Outre Edna Purviance et Henry Bergman, on retrouve Albert Austin (un des voleurs) et Sidney Chaplin, son frère, qui jouera de nombreuses fois pour lui. Les acteurs interprètent souvent plusieurs rôles dans le même film, déguisés, ou travestis. Le petit bonhomme au dancing est aussi dans la scène du bureau de placement. Chaplin, propriétaire de ses studios, total maître à bord,  avait sa troupe d'acteurs salariés. Si le film est drôlissime, c’est aussi une terrible satire, un regard aiguisé sur l’injustice, les relations souvent violentes entre des types de personnages, flic/vagabond, patron/employé, homme/femme. Il fallait cet happy end volontairement caricatural pour désamorcer le drame. UNE VIE DE CHIEN est un modèle de construction scénaristique, le cinéaste ne se contente plus du "slapstick" à la Mack Sennett (son mentor) mais peaufine ses intrigues et son discours. La mise en scène reste sur des cadres et raccords dans l'axe, caméra fixe, sur pieds, plan d'ensemble et quelques inserts pour accentuer une information. Les trouvailles de Chaplin sont éblouissantes, son jeu de pantomime exprime une palette infinie de sentiments, la moindre image trouve son sens et sa juste place dans ce petit chef d’œuvre centenaire. Pourquoi petit, d’ailleurs ?
Noir et blanc - 32 minutes - format 1:1.33.   


   

4 commentaires:

  1. Merci Luc de cette chronique sur le génie de Chaplin ! Espérant que ce ne soit que le premier ! (y)

    RépondreSupprimer
  2. Hein, quoi ??? C'est ma première et seule chronique cinoche sur Chaplin ? Après vérification : t'as raison ! J'en reste muet.

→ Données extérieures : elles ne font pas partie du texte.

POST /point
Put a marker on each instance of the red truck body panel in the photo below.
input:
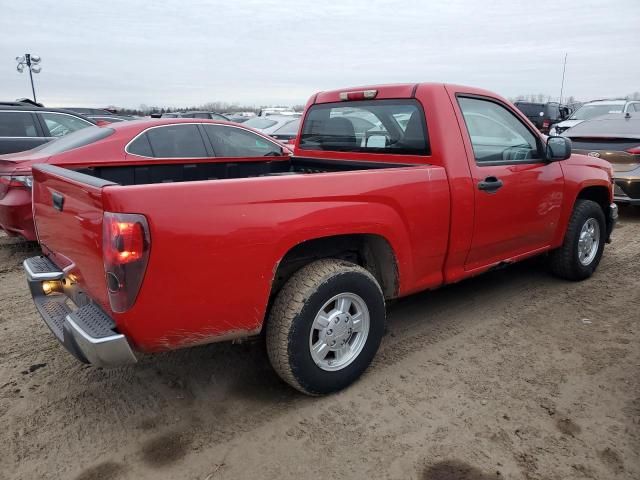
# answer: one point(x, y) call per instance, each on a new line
point(15, 204)
point(216, 245)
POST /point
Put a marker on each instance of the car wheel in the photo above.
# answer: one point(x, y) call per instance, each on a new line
point(325, 326)
point(583, 245)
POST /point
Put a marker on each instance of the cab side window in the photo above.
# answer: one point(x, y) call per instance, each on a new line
point(497, 135)
point(236, 142)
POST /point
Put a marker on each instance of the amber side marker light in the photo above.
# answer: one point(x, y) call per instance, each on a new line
point(51, 286)
point(359, 95)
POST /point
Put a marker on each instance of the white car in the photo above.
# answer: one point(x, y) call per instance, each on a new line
point(271, 123)
point(595, 109)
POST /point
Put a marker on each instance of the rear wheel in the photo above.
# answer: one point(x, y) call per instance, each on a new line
point(325, 326)
point(583, 245)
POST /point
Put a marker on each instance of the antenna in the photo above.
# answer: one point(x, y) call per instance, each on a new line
point(564, 69)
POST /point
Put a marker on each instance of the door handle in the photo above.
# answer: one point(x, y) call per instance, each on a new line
point(57, 200)
point(490, 184)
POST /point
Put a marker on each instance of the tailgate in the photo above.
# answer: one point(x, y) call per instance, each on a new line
point(67, 209)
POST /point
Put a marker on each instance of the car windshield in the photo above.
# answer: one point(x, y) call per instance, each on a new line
point(290, 128)
point(260, 123)
point(587, 112)
point(531, 109)
point(76, 139)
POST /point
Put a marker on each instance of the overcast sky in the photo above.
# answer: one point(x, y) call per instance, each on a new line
point(185, 52)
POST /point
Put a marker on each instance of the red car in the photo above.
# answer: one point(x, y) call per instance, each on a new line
point(440, 183)
point(166, 141)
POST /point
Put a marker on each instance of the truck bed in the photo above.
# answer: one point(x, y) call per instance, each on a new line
point(136, 174)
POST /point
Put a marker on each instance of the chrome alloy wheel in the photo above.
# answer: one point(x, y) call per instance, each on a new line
point(339, 332)
point(589, 241)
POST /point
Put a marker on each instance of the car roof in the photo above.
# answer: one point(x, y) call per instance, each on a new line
point(400, 91)
point(611, 125)
point(607, 102)
point(134, 127)
point(32, 108)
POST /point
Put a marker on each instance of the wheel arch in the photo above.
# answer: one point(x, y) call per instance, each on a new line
point(371, 251)
point(596, 192)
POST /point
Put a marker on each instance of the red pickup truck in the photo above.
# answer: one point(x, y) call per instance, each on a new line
point(391, 190)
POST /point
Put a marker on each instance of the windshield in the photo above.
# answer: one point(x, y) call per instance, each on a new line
point(290, 128)
point(260, 123)
point(587, 112)
point(77, 139)
point(531, 109)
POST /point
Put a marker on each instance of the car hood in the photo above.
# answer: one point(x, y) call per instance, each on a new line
point(16, 161)
point(568, 123)
point(588, 161)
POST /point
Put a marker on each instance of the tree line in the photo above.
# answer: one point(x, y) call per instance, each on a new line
point(218, 107)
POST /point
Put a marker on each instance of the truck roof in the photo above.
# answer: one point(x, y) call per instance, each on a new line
point(397, 90)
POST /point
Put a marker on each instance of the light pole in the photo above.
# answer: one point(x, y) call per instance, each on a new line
point(31, 62)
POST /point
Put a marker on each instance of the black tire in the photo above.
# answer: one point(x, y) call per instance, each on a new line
point(294, 311)
point(564, 261)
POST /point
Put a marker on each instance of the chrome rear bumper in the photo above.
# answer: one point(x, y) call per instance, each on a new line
point(86, 331)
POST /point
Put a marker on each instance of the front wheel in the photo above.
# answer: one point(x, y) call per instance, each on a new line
point(325, 326)
point(583, 245)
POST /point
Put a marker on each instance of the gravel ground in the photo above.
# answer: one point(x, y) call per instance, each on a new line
point(512, 375)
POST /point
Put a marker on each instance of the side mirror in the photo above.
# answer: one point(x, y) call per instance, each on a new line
point(558, 148)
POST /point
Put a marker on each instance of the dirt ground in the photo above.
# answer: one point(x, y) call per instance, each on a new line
point(512, 375)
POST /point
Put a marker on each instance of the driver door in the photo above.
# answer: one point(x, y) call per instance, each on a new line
point(517, 193)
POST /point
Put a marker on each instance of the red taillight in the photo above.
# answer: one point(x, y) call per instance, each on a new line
point(125, 247)
point(634, 150)
point(361, 95)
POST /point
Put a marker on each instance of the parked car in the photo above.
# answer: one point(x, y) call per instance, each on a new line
point(595, 109)
point(287, 133)
point(26, 127)
point(209, 115)
point(310, 247)
point(543, 115)
point(111, 118)
point(616, 138)
point(268, 111)
point(270, 124)
point(232, 117)
point(162, 141)
point(90, 111)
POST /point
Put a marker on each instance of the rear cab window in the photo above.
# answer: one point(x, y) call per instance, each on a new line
point(369, 126)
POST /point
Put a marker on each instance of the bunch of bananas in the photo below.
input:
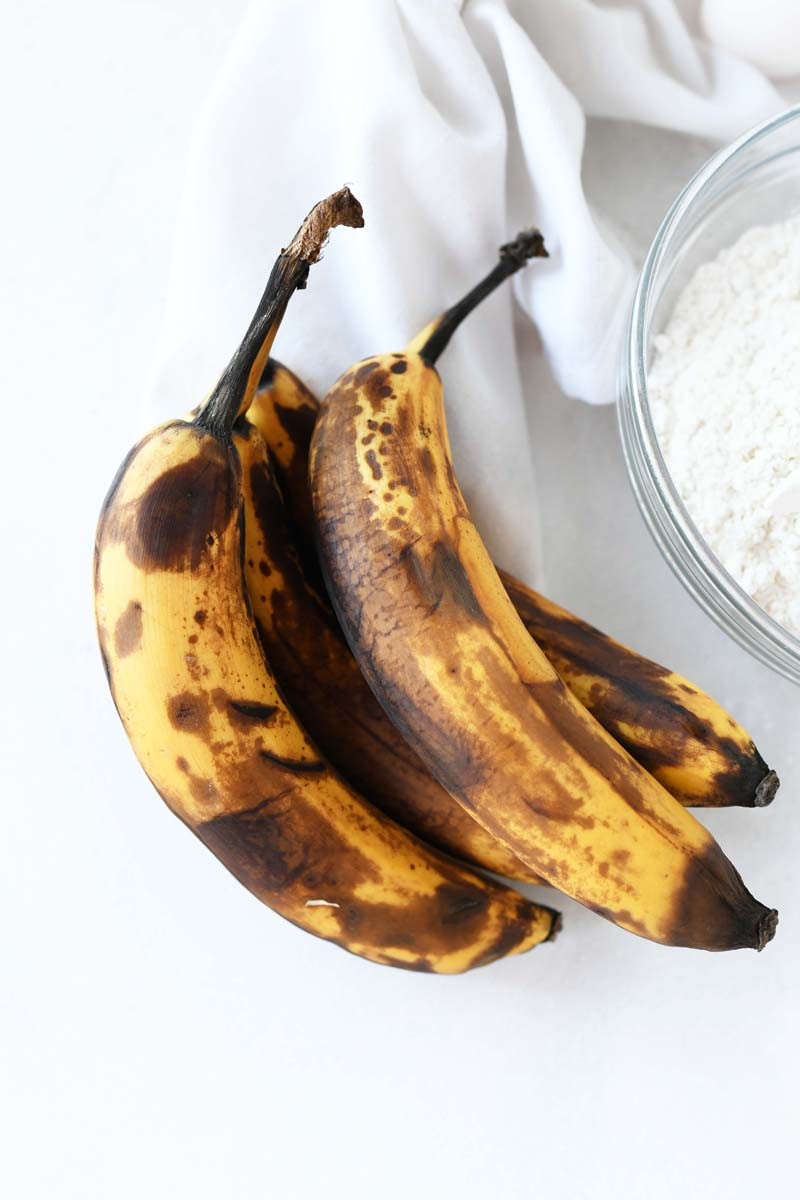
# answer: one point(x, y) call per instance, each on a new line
point(328, 681)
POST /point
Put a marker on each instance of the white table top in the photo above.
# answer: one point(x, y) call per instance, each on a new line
point(162, 1033)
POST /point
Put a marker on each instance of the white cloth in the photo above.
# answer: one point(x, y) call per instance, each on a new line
point(456, 124)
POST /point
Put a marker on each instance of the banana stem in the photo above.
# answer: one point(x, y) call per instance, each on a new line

Faute impardonnable, alors que j'ai juste dû les voir tous au moins 50 fois...

    RépondreSupprimer
  3. J'ai du le voir ... à sa sortie ? non, quand même pas ... puisque personne me le demande, mon préféré c'est modern times ...

    Les deux voleurs avaient volé un arabe ??? ou un maroquin ?

    RépondreSupprimer
  4. Pan sur le bec, comme il disent au Canard Enchainé... Un maroquin. Rectifié. Heureusement qui y'en a qui suivent. Modern times, oui, ex-aequo avec City Light et Gold Rush.